You can also install things like Gargoyle for interactive fiction on the go.

[http://www.fabiszewski.net/kindle-
gargoyle/](http://www.fabiszewski.net/kindle-gargoyle/)

Just make sure to set up BackDoorLock so that Amazon can't force an OTA update
on you.

[http://www.mobileread.com/forums/showthread.php?t=205666](http://www.mobileread.com/forums/showthread.php?t=205666)

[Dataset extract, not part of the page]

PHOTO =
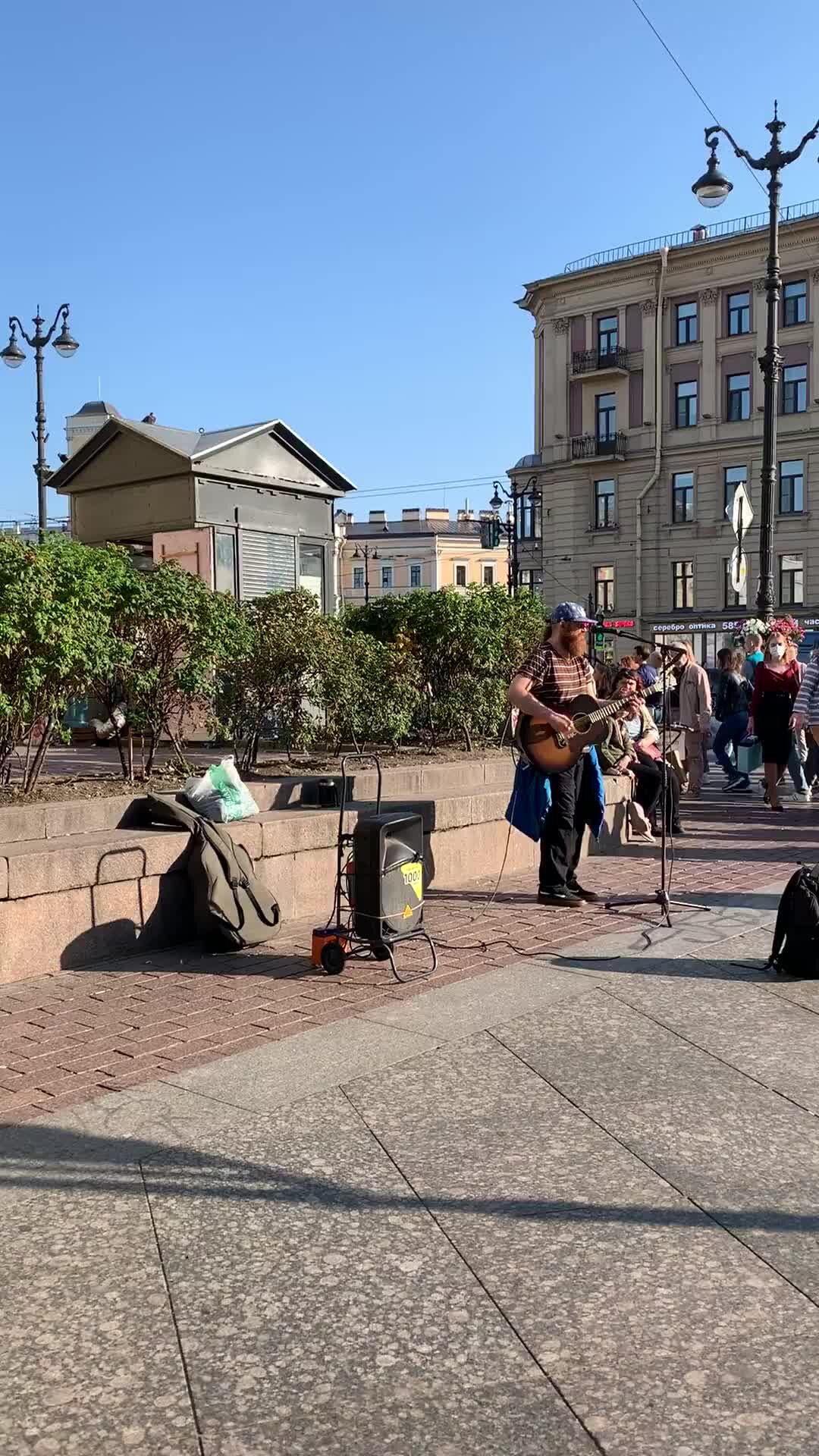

You might also want the Rescue Pack in case things go wrong. It boots you into
diagnostics mode if you start your Kindle with a USB cable plugged in..

[http://www.mobileread.com/forums/showthread.php?t=195670](http://www.mobileread.com/forums/showthread.php?t=195670)

(how to exit diags mode)
[http://wiki.mobileread.com/wiki/Kindle_Touch_Hacking#Exiting...](http://wiki.mobileread.com/wiki/Kindle_Touch_Hacking#Exiting_Diags_Mode)

See the FGA thread and MobileRead's "Kindle Developer's Corner" for more info.

[http://www.mobileread.com/forums/showthread.php?t=237083](http://www.mobileread.com/forums/showthread.php?t=237083)

[http://www.mobileread.com/forums/forumdisplay.php?f=150](http://www.mobileread.com/forums/forumdisplay.php?f=150)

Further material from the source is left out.